When faced with someone in difficulty, it’s very easy for any of us to minimise what we’re seeing or being told. We may well fear that if we are helpful, or cut them slack, we will be taken advantage of. And of course in some instances, this will prove to be the case. However, when we can be kind to each other, we can have powerful effects on each other.
Workplaces often make people ill – they are a massive source of stress and anxiety. People who are overworked and falling behind can seem like a hazard to those who are keeping up. One person’s shortfalls are another person’s escalating problem. It can be hard to push back against that, and it may well carry risks. If we can be kind to each other, we can resist the work culture that will run us all until we collapse. Kindness is a route to not seeing each other as disposable and replaceable.
With kindness, you can find the options that allow people to participate. Reliably stopping the meeting when you said you would stop the meeting can radically improve inclusion. Listening to what people can manage and factoring that in is really powerful. Support and enable people to do the best they can, and more often than not, they’ll do that.
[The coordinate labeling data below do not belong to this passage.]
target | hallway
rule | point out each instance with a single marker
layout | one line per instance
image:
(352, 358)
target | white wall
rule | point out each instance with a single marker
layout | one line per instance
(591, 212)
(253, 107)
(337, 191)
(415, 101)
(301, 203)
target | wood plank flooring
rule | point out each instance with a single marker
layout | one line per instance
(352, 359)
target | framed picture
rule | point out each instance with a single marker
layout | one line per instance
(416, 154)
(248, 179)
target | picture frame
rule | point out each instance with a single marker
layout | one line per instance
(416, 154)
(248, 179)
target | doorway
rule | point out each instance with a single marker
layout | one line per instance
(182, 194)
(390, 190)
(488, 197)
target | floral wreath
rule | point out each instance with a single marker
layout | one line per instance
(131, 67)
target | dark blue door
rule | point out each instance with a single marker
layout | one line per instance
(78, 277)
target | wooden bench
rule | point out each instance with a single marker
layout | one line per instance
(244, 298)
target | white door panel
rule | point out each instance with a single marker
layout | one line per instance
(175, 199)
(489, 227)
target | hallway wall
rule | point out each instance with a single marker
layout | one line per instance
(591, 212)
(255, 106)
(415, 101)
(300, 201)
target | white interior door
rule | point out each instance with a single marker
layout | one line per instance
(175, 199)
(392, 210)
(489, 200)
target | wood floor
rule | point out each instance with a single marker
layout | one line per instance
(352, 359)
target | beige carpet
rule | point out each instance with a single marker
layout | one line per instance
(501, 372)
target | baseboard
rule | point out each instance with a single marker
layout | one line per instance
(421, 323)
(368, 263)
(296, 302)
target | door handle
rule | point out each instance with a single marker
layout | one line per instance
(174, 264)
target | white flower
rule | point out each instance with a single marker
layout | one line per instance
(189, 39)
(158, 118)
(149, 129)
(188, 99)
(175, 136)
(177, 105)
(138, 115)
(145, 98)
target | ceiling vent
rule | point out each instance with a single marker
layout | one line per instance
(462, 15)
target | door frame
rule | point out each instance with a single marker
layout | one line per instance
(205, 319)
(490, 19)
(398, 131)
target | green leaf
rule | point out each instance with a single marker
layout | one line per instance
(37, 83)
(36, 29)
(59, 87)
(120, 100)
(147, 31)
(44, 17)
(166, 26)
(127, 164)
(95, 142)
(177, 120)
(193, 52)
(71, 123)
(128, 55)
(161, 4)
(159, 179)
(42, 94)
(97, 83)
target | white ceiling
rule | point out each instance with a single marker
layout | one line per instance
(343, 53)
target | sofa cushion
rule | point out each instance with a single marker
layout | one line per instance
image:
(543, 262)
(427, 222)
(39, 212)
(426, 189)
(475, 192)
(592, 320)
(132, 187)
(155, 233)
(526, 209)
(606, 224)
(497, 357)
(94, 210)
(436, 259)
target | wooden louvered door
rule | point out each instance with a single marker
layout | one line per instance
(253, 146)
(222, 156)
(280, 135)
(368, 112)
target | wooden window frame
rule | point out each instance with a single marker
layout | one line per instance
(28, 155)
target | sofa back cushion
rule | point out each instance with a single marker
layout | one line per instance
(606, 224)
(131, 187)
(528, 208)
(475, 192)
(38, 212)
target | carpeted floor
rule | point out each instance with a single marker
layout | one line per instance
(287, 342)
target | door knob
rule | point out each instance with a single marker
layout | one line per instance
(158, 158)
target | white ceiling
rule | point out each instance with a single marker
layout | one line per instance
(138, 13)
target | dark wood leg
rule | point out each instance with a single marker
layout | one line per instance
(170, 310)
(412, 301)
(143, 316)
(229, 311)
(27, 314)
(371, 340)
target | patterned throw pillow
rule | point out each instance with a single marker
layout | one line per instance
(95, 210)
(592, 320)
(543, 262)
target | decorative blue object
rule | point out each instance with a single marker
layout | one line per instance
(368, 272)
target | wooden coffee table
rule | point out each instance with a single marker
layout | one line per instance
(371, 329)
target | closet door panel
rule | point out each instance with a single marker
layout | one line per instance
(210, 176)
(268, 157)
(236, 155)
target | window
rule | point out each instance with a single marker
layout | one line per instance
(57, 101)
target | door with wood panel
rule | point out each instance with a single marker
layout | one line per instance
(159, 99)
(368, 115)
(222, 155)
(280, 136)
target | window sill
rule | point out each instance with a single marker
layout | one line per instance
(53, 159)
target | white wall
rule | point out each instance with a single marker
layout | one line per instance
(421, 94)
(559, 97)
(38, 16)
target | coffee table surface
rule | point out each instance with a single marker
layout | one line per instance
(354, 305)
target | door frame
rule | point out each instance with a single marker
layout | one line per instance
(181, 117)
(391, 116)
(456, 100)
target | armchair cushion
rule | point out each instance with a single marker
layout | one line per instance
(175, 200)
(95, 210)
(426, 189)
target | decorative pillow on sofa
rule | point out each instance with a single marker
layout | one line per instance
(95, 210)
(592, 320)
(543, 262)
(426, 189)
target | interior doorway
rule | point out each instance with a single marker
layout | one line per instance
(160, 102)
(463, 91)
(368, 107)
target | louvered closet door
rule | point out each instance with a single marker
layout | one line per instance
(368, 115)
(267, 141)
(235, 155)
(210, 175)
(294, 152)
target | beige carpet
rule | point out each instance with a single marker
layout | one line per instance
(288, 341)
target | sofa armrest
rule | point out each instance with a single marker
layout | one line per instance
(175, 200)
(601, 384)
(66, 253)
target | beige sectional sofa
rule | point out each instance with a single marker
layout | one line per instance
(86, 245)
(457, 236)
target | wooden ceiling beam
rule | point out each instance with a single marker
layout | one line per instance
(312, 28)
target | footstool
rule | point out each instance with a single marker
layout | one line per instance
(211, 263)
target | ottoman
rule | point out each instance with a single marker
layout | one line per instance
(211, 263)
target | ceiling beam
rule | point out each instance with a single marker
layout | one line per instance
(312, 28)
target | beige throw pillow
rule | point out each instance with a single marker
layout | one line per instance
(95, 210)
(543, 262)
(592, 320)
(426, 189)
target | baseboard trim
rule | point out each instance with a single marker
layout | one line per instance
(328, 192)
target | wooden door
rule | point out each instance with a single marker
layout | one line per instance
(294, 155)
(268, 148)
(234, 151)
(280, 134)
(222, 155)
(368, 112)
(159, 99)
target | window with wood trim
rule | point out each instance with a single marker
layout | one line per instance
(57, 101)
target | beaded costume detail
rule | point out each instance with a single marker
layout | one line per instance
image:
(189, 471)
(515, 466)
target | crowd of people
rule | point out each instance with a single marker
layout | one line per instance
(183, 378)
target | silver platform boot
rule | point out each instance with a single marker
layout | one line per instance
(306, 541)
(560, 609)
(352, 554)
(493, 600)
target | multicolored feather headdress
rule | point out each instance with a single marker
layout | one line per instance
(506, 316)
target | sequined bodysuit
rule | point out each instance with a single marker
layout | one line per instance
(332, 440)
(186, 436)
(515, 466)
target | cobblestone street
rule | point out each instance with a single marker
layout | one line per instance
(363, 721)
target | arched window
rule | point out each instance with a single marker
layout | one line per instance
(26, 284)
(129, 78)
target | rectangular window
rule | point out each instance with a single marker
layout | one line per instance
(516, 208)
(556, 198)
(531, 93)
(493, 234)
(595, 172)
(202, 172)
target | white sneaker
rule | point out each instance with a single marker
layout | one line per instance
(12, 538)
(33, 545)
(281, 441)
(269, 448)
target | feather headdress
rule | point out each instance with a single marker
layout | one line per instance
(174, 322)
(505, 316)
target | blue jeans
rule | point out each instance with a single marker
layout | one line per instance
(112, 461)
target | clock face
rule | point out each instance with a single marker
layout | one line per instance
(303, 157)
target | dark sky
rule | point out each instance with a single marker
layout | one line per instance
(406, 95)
When we treat each other kindly, we’re not usually going to open the floodgates for people being exploitative and taking the piss.
When we look after each other, we open the way to being recipients of care as well as givers. We create a culture of care, of watching each other’s backs and helping each other out. We stop counting the cost to us of everything we do when we don’t feel reduced by that. In a culture where support flows to where it’s needed, when you are resourced, you can better afford to be generous. If enough people are prepared to embody the idea that what goes around comes around, they will turn it into a shared truth.
Healing takes time, rest, peace, less stress. It doesn’t really matter what you’re healing from, if the people around you are kind and supportive, you’ve got a better shot at it and will do it sooner. If we are kind to each other, not only can we help with individual healing, but we create a scope for cultural healing, for community wellness and for relationships based on trust and doing our best. Kindness is the key to dismantling exploitative systems that treat people as disposable. Kindness is the key to building something better.
It need not be dramatic. Small injections of kindness into your normal day will have a significant influence on the people around you. It’s also a self-empowering thing to do. When you give with confidence, you also get to feel better.